Hell Hath No Fury Like Male Athletes Scorned

BY ELPIN KESHISHZADEH 

MANAGING EDITOR, SPORTSPR.COM

Hell hath no fury like male athletes scorned.

Last Wednesday, five members of the U.S. Women’s National Team filed a federal complaint against the U.S. Soccer federation in regards to wage discrimination. According to the three-time World Cup champions, they earned approximately 40 percent less than their male counterparts.

Announcement of this news opened the floodgates to a media frenzy and an outpour of public support — even Hillary Clinton had something to say about it.

A few short days after the team’s announcement, Abby Wambach, recently retired USWNT leading scorer, was arrested Sunday morning and charged with a DUI. After Wambach’s public apology on Twitter, a less rewarding media cycle was unleashed with special commentary from the U.S. Men’s National Team.

Following a virtual radio silence from the men’s team in regards to the wage discrimination complaint, a few players found some words to tweet about Wambach’s arrest. In turn, the men’s team received a lot of heat after a few petty comments made by players Alejandro Bedoya and Jozy Altidore.

Have we learned nothing from Social Media Etiquette 101? If you have nothing nice to say, don’t tweet anything at all — it tends to come back to bite you.

When you’re in the limelight, there’s never a good time to act bratty on social media. Timing becomes even worse when you attempt to mock a team currently standing in the hearts of many as a national treasure.

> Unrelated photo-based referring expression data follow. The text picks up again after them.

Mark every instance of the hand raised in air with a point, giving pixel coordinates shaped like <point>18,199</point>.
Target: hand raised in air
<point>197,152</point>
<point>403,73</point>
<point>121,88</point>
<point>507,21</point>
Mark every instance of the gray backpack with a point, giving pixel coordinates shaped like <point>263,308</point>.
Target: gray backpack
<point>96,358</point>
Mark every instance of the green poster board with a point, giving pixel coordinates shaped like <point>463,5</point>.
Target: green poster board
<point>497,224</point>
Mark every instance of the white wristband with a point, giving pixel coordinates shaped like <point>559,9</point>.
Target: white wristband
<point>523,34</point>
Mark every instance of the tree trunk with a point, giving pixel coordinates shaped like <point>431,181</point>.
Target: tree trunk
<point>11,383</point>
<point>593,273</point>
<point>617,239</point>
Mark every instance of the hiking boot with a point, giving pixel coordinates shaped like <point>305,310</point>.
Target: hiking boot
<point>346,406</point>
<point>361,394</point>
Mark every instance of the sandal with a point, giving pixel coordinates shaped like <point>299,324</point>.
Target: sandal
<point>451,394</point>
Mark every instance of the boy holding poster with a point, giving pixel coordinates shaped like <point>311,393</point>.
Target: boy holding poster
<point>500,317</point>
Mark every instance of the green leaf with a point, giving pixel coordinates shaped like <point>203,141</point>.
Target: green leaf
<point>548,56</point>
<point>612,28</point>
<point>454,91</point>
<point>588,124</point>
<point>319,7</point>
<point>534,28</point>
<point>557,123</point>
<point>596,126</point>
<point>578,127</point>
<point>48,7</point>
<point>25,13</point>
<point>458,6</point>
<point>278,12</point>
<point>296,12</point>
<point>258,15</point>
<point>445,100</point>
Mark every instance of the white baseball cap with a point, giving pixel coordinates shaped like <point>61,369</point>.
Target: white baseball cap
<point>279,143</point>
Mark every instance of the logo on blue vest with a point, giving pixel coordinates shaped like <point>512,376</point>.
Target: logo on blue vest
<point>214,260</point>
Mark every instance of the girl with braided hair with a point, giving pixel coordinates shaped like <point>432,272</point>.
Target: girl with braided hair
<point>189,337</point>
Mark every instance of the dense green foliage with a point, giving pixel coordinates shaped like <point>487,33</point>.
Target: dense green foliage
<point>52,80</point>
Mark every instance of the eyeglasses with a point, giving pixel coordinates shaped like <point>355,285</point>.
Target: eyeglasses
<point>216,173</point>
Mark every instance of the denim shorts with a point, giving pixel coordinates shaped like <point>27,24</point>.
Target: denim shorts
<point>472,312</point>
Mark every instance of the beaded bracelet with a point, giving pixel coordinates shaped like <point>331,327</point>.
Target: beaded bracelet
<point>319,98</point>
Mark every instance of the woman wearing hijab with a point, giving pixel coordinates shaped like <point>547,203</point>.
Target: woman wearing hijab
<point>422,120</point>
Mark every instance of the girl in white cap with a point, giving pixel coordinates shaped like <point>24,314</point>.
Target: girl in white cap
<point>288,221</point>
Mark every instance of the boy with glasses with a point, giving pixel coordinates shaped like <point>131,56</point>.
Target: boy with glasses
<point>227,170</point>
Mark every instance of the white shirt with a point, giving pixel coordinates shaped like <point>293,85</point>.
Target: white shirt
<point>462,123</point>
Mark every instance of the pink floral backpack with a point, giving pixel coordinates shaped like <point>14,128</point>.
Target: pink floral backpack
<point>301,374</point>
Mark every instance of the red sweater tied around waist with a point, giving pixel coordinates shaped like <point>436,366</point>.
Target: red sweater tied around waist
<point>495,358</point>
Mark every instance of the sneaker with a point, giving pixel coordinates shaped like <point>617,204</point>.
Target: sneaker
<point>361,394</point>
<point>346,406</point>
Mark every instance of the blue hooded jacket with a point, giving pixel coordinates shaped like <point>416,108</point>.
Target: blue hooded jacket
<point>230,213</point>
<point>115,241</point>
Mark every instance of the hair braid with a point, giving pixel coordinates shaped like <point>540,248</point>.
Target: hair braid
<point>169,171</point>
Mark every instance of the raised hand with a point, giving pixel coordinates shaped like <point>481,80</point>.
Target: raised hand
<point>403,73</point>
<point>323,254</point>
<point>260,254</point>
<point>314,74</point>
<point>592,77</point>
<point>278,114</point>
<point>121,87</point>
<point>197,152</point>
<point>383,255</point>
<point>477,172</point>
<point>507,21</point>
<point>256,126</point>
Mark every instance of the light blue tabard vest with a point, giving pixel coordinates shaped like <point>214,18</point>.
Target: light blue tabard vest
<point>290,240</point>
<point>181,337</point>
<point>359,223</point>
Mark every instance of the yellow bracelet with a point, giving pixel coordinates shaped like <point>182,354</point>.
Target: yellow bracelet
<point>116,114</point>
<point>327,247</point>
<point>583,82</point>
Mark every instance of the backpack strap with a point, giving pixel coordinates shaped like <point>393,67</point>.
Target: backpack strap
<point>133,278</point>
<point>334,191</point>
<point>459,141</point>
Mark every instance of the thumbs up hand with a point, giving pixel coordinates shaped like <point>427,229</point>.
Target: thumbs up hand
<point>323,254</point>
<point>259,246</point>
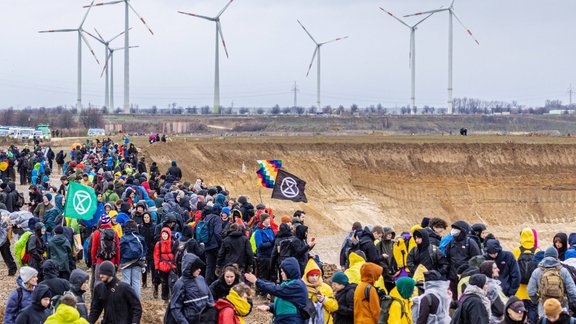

The comments were allegedly made as a response to Wambach’s criticism of the USMNT’s head coach for bringing foreign players, and were later defended by Bedoya.

“I almost forgot that I have to be politically correct because I’m an athlete. We’re human. Abby took full responsibility. Good,” Bedoya tweeted.

I’ve got some news for you, Bedoya: it’s One Nation, One Team. The same way a DUI is unacceptable for a retired U.S. soccer player, being snarky on social media is unacceptable for a current player.

This in no way condones Wambach’s choice to drive under the influence. The two actions stand alone and surely Wambach will face her share of repercussions. However, one person’s wrong doesn’t serve as a pass for another’s poor behavior. So, sorry life isn’t fair when you represent an entire country. It’s also not fair when you make $9 million to lose a World Cup. But c’est la vie, USMNT.